E come sono oggi i rapporti con il mondo ebraico?

I rapporti con il mondo ebraico sono iniziati molto tempo prima, per cui abbiamo fatto molti progressi, abbattuto molte barriere esistenti tra noi. Sul piano religioso le relazioni sono ottime. Nel mondo occidentale il cammino cresce sempre di più. Qui in Medio Oriente la questione politica legata alla vicenda israelo-palestinese rende le relazioni oggettivamente più complicate. Ma non rinunciamo.

Intanto continua l’esodo dei cristiani dalla Terra Santa. C’è da preoccuparsi?
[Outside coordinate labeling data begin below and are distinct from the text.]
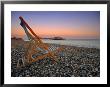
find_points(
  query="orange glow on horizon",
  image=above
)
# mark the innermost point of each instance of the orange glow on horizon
(56, 31)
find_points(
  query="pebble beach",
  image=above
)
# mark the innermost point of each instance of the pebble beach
(72, 62)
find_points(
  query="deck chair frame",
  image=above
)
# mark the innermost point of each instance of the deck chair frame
(35, 42)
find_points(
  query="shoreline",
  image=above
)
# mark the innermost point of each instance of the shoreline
(72, 62)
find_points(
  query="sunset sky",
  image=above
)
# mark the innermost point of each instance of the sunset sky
(66, 24)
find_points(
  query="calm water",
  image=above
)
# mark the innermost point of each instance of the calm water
(80, 43)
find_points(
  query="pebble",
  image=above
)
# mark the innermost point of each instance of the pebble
(72, 62)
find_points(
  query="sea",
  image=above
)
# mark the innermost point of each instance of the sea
(90, 43)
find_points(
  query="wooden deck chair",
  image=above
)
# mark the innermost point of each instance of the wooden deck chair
(36, 49)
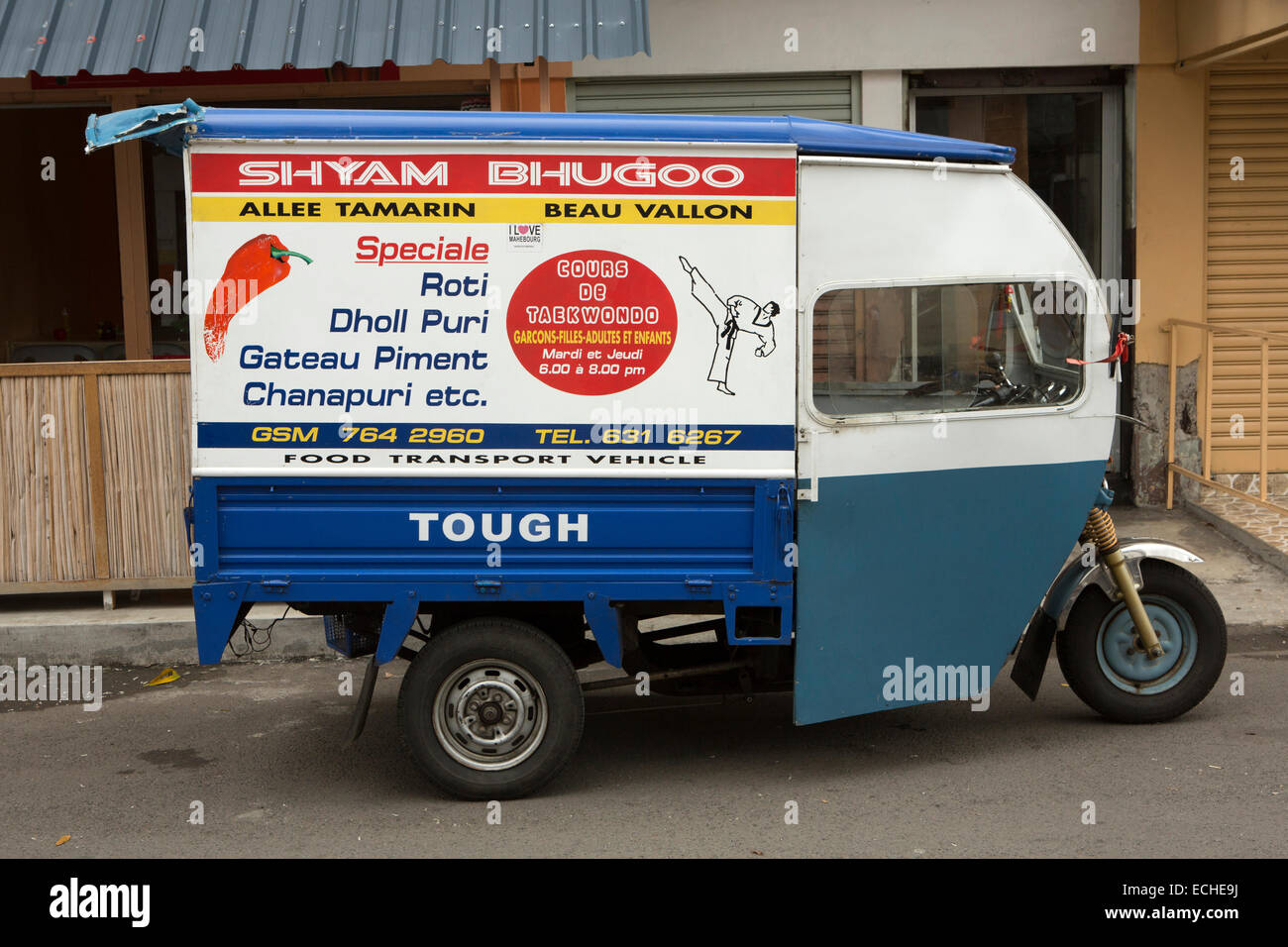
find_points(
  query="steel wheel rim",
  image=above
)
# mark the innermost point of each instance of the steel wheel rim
(489, 715)
(1126, 668)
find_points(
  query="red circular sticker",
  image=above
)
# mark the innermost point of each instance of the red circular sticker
(591, 322)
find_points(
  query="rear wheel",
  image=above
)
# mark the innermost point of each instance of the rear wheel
(490, 709)
(1104, 664)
Non abbiamo un vero e proprio esodo dalla Terra Santa. Se ci fosse un esodo, saremmo scomparsi già, visto che i nostri numeri sono piccoli. L’esodo purtroppo c’è stato da Siria e Iraq e dai paesi colpiti dalle tragedie mediorientali. Abbiamo comunque una lenta e continua emigrazione che certo ci preoccupa. La nostra storia ci dice che la Terra Santa non diventerà una sorta di Nord Africa, con solo i resti di un’antica civiltà cristiana. Qui il cristianesimo sarà sempre presente e vitale. Ma certo saremo sempre numericamente molto minoritari.

A febbraio, a Bari, si terrà l’incontro di riflessione e spiritualità “Mediterraneo, frontiera di pace” promosso dalla Cei e che sarà concluso da papa Francesco. In Puglia arriveranno i pastori di tre continenti: Europa, Asia e Africa. Perché è importante che il Mediterraneo sia in pace?

Sul Mediterraneo, una sorta di grande piazza di acqua, si affacciano circa 500 milioni di persone e in quell’area si produce circa il 7% del Pil mondiale. Vi sono scambi commerciali intensissimi, interessi economici ed energetici, e perciò anche di potere, evidenti. Allo stesso tempo vi sono disparità, sia religiose che economiche, tra Nord e Sud del bacino. Il Nord è cristiano e ricco, il Sud è musulmano e povero. Sono molte, insomma, le questioni legate al Mediterraneo. Ma soprattutto esso è il contesto religioso e culturale che ha influenzato, e ancora oggi tiene legati a sé, miliardi di persone in tutto il mondo. Uno scambio, una conoscenza e una condivisione della vita di ciascuna chiesa è importantissima in questa fase di grandi cambiamenti. Abbiamo certamente molti elementi comuni, ma anche molte differenze. Dobbiamo conoscerci. Abbiamo bisogno di ascoltarci e poi eventualmente di darci alcuni orientamenti comuni e chiederci cosa ci viene chiesto, a noi credenti cristiani, in questo momento, in questa fase della vita del nostro territorio.